I'm working on a project that involves a lot of byte-level manipulation. I would like the library to accept binaries as input, but it's often convenient to work with functions on Enum
. I've ended up with a lot of functions that have two guarded definitions, one for when is_binary
and one for when is_list
:
@doc """
Convert a binary or list of bytes to a hexadecimal string representation,
## Examples
iex> Bytes.to_hex <<1,2,3,253,254,255>>
"010203fdfeff"
iex> Bytes.to_hex [1,2,3,253,254,255]
'010203fdfeff'
"""
def to_hex(bytes) when is_binary(bytes) do
:binary.bin_to_list(bytes) |> to_hex |> :binary.list_to_bin
end
def to_hex(bytes) when is_list(bytes) do
hexes = Enum.map bytes, &byte_to_hex/1
Enum.join(hexes) |> String.downcase |> :binary.bin_to_list
end
defp byte_to_hex(byte) do
Integer.to_char_list(byte, 16) |> :string.right(2, ?0)
end
In addition, there's the :binary.bin_to_list
at the end of the list version followed by the :binary.list_to_bin
at the end of the string version, resulting in superfluous work.
I'd really like to be able to use the same abstractions for binaries, as well.

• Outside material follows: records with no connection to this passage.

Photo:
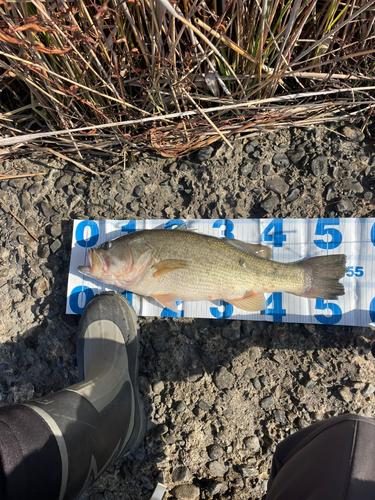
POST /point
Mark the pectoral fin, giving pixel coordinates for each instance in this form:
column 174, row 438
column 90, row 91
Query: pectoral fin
column 252, row 302
column 141, row 252
column 257, row 250
column 167, row 300
column 169, row 265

I initially tried doing this by implementing a protocol for BitString
:
defimpl Enumerable, for: BitString do
def count(coll) do
{:ok, byte_size(coll)}
end
def member?(_coll, _val) do
{:error, __MODULE__}
end
def reduce(_, {:halt, acc}, _fun) do
{:halted, acc}
end
def reduce(bin, {:suspend, acc}, fun) do
{:suspended, acc, &reduce(bin, &1, fun)}
end
def reduce(<<>>, {:cont, acc}, _fun) do
{:done, acc}
end
def reduce(<< h :: binary-size(1), t :: binary >>, {:cont, acc}, fun) do
reduce(t, fun.(h, acc), fun)
end
end
This works great for the count
, member
, and reduce
cases:
test "counts bytes" do
assert Enum.count(<<0, 1, 2>>) == 3
end
test "reports members" do
assert Enum.member?(<<0, 1, 2>>, <<3>>) == false
assert Enum.member?(<<0, 1, 2>>, <<2>>) == true
end
test "reduces binaries" do
reducer = fn(b, acc) -> b <> acc end
assert Enum.reduce("abc", "", reducer) == "cba"
end
However, some Enum
functions call out to functions on :lists
; for example, Enum.map
calls :lists.reverse
, so this gives different output:
test "maps binaries" do
mapper = fn(<<b>>) -> <<b + 1>> end
assert Enum.map(<<0, 1, 2 >>, mapper) == <<1, 2, 3>>
end
1) test maps binaries
Assertion with == failed
code: Enum.map(<<0, 1, 2>>, mapper) == <<1, 2, 3>>
lhs: [<<1>>, <<2>>, <<3>>]
rhs: <<1, 2, 3>>
What is the most idiomatic way to deal with this kind of situation? Should I simply keep with the guards and implement the list <-> binary conversions? Should I create a specific module for the functions, like List
is to Enum
?
Edit
I thought I could take care of the extra list <-> binary conversions by making the binary the base case:
def to_hex(bytes) when is_binary(bytes) do
bytes
|> :binary.bin_to_list
|> Enum.map(&byte_to_hex/1)
|> Enum.join
end
def to_hex(bytes) when is_list(bytes) do
bytes |> :binary.list_to_bin |> to_hex |> :binary.bin_to_list
end
defp byte_to_hex(byte) do
Integer.to_string(byte, 16) |> String.rjust(2, ?0) |> String.downcase
end
But of course, there's still the same number of list_to_bin
and bin_to_list
calls in this version, just moved around. Is there just no way around this?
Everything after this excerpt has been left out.